3.   We reject the Government's jurisdictional arguments.   In its brief, the Government argues Petitioners have failed to exhaust their arguments before the BIA and we therefore lack jurisdiction over them.   The Government concedes Petitioners have asserted and continue to assert that Taylor's conduct rises to the level of exceptional circumstances, but that they have not engaged in the IJ's “reasons” for denying their relief.   In support, the Government cites Alim v. Gonzales, 446 F.3d 1239 (11th Cir.2006), and Amaya-Artunduaga v.
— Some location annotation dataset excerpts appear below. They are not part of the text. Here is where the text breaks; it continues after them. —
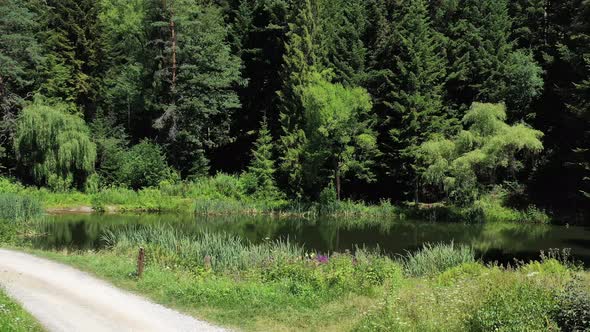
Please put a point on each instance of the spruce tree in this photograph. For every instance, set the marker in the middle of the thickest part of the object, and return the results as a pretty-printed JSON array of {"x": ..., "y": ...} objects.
[
  {"x": 201, "y": 74},
  {"x": 73, "y": 71},
  {"x": 20, "y": 55},
  {"x": 483, "y": 59},
  {"x": 343, "y": 25},
  {"x": 408, "y": 78},
  {"x": 302, "y": 57},
  {"x": 261, "y": 170}
]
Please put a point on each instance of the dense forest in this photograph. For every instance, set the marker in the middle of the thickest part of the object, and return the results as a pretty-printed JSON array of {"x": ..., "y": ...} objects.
[{"x": 405, "y": 100}]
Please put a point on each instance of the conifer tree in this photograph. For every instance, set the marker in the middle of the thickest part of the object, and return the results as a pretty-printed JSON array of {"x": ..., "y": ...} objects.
[
  {"x": 343, "y": 26},
  {"x": 199, "y": 76},
  {"x": 409, "y": 67},
  {"x": 262, "y": 166},
  {"x": 302, "y": 57},
  {"x": 20, "y": 55},
  {"x": 73, "y": 71}
]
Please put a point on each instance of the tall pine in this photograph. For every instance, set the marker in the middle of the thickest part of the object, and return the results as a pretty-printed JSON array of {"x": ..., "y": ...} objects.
[
  {"x": 407, "y": 82},
  {"x": 303, "y": 53},
  {"x": 73, "y": 71}
]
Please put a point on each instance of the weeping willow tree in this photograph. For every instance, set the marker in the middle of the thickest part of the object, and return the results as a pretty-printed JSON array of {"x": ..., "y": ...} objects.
[
  {"x": 52, "y": 147},
  {"x": 478, "y": 157}
]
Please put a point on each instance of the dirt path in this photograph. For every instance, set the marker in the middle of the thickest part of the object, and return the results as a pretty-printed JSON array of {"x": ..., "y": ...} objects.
[{"x": 65, "y": 299}]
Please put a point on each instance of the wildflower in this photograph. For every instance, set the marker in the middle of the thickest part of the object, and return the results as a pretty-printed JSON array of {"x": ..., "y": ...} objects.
[{"x": 322, "y": 259}]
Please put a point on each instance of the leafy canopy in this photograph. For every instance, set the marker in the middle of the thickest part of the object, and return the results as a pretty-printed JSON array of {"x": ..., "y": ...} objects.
[
  {"x": 338, "y": 128},
  {"x": 53, "y": 147},
  {"x": 463, "y": 164}
]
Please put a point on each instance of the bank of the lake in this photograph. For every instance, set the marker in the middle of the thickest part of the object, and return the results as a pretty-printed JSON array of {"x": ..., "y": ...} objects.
[
  {"x": 279, "y": 284},
  {"x": 270, "y": 287},
  {"x": 225, "y": 195}
]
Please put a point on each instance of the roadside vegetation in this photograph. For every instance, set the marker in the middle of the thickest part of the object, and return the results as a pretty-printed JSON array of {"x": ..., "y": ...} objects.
[
  {"x": 14, "y": 319},
  {"x": 279, "y": 286}
]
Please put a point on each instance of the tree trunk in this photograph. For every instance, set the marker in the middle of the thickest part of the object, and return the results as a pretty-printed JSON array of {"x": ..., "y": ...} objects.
[
  {"x": 337, "y": 179},
  {"x": 173, "y": 40}
]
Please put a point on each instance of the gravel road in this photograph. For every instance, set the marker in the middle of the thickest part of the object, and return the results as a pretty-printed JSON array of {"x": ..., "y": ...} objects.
[{"x": 65, "y": 299}]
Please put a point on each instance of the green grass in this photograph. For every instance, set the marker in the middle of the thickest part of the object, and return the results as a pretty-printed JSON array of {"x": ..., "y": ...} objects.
[
  {"x": 226, "y": 195},
  {"x": 13, "y": 318},
  {"x": 278, "y": 286},
  {"x": 434, "y": 259},
  {"x": 466, "y": 297},
  {"x": 18, "y": 207}
]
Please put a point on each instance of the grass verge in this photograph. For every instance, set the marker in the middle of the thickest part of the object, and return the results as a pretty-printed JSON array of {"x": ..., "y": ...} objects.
[
  {"x": 273, "y": 287},
  {"x": 13, "y": 318}
]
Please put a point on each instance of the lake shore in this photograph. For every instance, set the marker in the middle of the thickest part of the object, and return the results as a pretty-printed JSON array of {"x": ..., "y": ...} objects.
[{"x": 414, "y": 295}]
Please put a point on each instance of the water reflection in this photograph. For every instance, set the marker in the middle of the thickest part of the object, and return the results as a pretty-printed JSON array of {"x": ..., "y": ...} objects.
[{"x": 493, "y": 241}]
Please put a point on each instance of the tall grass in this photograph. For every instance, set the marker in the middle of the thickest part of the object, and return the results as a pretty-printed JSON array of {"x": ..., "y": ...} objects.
[
  {"x": 433, "y": 259},
  {"x": 169, "y": 246}
]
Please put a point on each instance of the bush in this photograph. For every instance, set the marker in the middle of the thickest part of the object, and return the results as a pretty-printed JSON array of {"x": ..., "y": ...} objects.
[
  {"x": 144, "y": 165},
  {"x": 519, "y": 306},
  {"x": 19, "y": 208},
  {"x": 573, "y": 308},
  {"x": 434, "y": 259}
]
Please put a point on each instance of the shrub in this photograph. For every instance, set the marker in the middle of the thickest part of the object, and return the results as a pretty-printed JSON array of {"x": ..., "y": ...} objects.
[
  {"x": 518, "y": 306},
  {"x": 433, "y": 259},
  {"x": 547, "y": 267},
  {"x": 573, "y": 309},
  {"x": 53, "y": 147},
  {"x": 19, "y": 208},
  {"x": 144, "y": 165}
]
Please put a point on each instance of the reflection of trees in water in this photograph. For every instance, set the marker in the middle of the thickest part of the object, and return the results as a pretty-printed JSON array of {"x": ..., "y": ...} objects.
[
  {"x": 324, "y": 235},
  {"x": 509, "y": 237}
]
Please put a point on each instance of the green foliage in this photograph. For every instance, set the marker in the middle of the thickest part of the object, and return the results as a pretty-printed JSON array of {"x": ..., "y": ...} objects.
[
  {"x": 572, "y": 312},
  {"x": 111, "y": 142},
  {"x": 17, "y": 208},
  {"x": 144, "y": 165},
  {"x": 338, "y": 131},
  {"x": 434, "y": 259},
  {"x": 407, "y": 80},
  {"x": 463, "y": 165},
  {"x": 201, "y": 77},
  {"x": 259, "y": 179},
  {"x": 518, "y": 306},
  {"x": 484, "y": 64},
  {"x": 53, "y": 148},
  {"x": 72, "y": 70},
  {"x": 14, "y": 318}
]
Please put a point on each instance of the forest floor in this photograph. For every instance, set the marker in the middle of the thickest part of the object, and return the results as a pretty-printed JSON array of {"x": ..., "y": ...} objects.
[{"x": 65, "y": 299}]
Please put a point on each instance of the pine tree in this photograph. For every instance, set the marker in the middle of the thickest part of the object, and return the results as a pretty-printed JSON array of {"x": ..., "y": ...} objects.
[
  {"x": 73, "y": 72},
  {"x": 124, "y": 39},
  {"x": 257, "y": 35},
  {"x": 20, "y": 54},
  {"x": 409, "y": 71},
  {"x": 262, "y": 166},
  {"x": 483, "y": 57},
  {"x": 343, "y": 25},
  {"x": 579, "y": 100},
  {"x": 201, "y": 74}
]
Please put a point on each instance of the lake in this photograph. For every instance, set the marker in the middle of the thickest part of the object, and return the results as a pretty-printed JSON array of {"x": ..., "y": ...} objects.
[{"x": 502, "y": 242}]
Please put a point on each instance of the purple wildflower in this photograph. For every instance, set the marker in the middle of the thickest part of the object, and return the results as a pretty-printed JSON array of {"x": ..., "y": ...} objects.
[{"x": 322, "y": 259}]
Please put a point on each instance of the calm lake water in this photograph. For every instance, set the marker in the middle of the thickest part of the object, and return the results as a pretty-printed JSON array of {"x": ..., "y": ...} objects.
[{"x": 493, "y": 241}]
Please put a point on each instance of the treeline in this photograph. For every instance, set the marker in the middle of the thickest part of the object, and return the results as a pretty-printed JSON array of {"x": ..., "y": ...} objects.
[{"x": 405, "y": 100}]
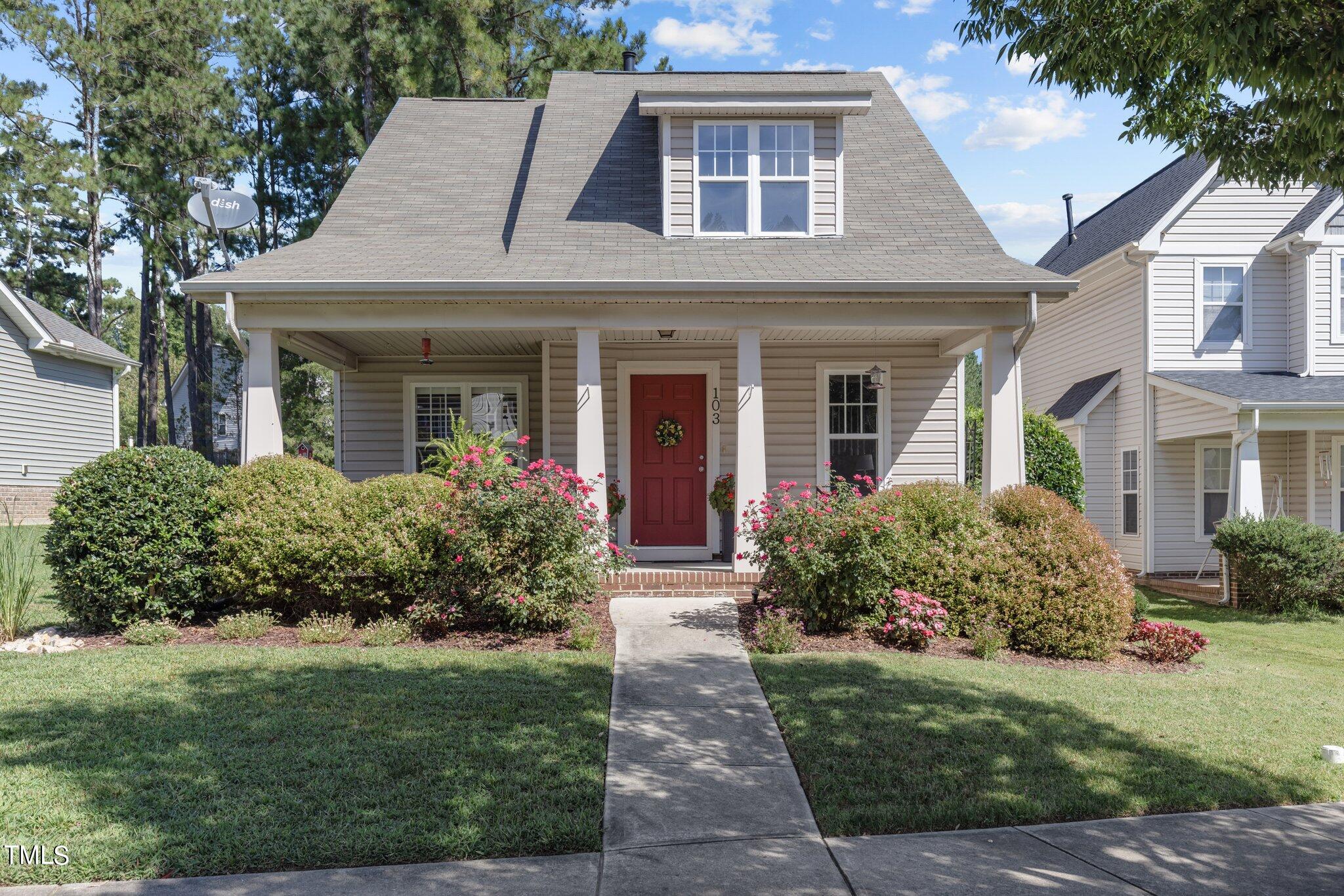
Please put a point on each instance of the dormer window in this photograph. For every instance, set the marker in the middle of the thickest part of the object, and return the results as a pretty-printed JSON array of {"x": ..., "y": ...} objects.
[{"x": 753, "y": 179}]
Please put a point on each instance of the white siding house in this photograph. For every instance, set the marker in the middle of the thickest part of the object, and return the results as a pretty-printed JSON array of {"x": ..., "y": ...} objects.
[
  {"x": 58, "y": 402},
  {"x": 1221, "y": 306}
]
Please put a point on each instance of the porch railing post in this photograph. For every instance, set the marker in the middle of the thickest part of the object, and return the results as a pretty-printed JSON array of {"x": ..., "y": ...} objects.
[
  {"x": 750, "y": 462},
  {"x": 591, "y": 438},
  {"x": 262, "y": 433}
]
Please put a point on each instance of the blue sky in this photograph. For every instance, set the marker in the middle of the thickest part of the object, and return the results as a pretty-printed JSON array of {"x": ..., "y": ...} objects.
[{"x": 1014, "y": 147}]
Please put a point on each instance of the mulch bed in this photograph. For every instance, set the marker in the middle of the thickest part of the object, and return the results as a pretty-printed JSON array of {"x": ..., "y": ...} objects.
[
  {"x": 1128, "y": 661},
  {"x": 469, "y": 636}
]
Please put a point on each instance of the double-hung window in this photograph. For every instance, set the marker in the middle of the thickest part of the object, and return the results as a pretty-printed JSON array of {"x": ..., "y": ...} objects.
[
  {"x": 494, "y": 407},
  {"x": 1215, "y": 485},
  {"x": 854, "y": 426},
  {"x": 753, "y": 179},
  {"x": 1129, "y": 492},
  {"x": 1223, "y": 305}
]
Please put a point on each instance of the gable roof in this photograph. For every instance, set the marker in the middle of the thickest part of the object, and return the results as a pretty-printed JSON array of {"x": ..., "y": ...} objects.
[
  {"x": 568, "y": 190},
  {"x": 1080, "y": 396},
  {"x": 52, "y": 333},
  {"x": 1127, "y": 218},
  {"x": 1314, "y": 207}
]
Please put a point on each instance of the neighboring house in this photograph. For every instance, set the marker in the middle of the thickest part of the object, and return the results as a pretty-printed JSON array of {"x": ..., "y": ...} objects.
[
  {"x": 1199, "y": 366},
  {"x": 734, "y": 251},
  {"x": 226, "y": 410},
  {"x": 58, "y": 402}
]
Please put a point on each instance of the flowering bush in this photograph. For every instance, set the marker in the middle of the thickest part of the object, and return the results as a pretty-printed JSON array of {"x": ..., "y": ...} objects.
[
  {"x": 910, "y": 620},
  {"x": 1167, "y": 641},
  {"x": 776, "y": 630},
  {"x": 524, "y": 547},
  {"x": 824, "y": 551}
]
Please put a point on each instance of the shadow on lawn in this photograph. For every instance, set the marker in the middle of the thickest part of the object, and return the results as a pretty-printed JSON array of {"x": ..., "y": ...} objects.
[
  {"x": 883, "y": 748},
  {"x": 276, "y": 762}
]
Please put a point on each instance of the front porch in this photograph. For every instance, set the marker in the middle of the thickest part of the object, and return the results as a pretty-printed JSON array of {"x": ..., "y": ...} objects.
[{"x": 765, "y": 394}]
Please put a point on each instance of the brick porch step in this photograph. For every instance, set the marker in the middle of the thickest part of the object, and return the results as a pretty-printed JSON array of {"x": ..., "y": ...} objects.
[{"x": 682, "y": 580}]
U.S. Att'y Gen., 463 F.3d 1247 (11th Cir.2006).Alim and Amaya-Artunduaga simply illustrate the hyper-technicality of the Government's arguments here.   In Amaya-Artunduaga, the applicant wholly failed to raise his challenge to the IJ's adverse credibility determination before the BIA.  463 F.3d at 1250.   In Alim, the applicant abandoned his entire cancellation of removal claim before the BIA, thus depriving this Court of jurisdiction.  446 F.3d at 1253.   Thus, in both cases entire claims and issues were abandoned at the administrative level.   This is decidedly not the case here.   Petitioners have always argued the core issue now on appeal:  their entitlement to reopening because Taylor's behavior constituted ineffective assistance of counsel.   Our review of the record demonstrates Petitioners' preserved arguments have provided us sufficient jurisdiction to decide this case.